Most horror happens in a realm of fantasy. Think supernatural creatures or twisted psychopaths you’d have a million in one chance of crossing paths with in real life.

In New Yorker cartoonist’s Roz Chast’s graphic novel, the villain is age.

Also, it’s not meant to be a horror story.

Specifically, it’s a memoir of her parent’s old age and eventual deaths. And for those readers lucky enough to still have their parents, Chast’s work is unnerving as it spells out in detail the cruel indignities of aging. Not just from the elderly perspective, but from the caregivers who may be torn between the needs of parents and the needs of their own children.

The sobering graphic novel touches on a part of aging few of us think about: deterioration.
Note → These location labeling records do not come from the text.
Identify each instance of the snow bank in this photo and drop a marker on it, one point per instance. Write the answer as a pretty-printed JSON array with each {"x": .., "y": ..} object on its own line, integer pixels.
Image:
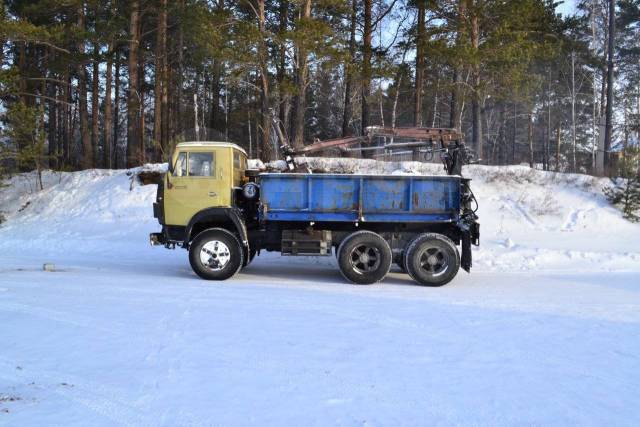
[{"x": 530, "y": 219}]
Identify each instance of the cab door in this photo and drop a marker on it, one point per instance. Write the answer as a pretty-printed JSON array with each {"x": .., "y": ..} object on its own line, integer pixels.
[{"x": 199, "y": 181}]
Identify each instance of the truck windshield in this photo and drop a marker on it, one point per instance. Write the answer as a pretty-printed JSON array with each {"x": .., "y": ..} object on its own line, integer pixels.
[
  {"x": 180, "y": 168},
  {"x": 201, "y": 164}
]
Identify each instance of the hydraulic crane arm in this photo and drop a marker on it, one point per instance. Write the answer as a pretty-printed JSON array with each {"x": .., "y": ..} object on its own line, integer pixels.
[{"x": 449, "y": 142}]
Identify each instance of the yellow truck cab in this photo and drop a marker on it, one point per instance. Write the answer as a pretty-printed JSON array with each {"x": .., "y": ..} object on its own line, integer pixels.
[
  {"x": 200, "y": 191},
  {"x": 202, "y": 175}
]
We dread the death but forget that it can takes years to get to that point. As each day passes there’s a loss of some kind: loss of independence, loss of control, loss of memory. And the one we aren’t supposed to talk about…loss of money. Yes, it’s quite expensive to die in the United States. Even more expensive to stay alive. Assisted living facilities, nursing homes, at home help and hospice— all these things cost money and even the most frugal savers can find themselves with a the dubious gift…living longer than expected and outliving their means.

Much like Chasts’ 2017 Going Into Town, the book is informative with the same conversational tone. CWTASMP it’s much more personal. While she recounts her parents’ death, she’s also definitely working through the complicated relationships she had with them.

I wasn’t kidding about the book being scary. Like Chast, I’m an only child.  Thankfully, my parents are still relatively young and in good health. I’d be lying if I said I didn’t worry about all our futures, especially when in ten years I’ll have three kids in college. This book doesn’t really do anything to allay those concerns.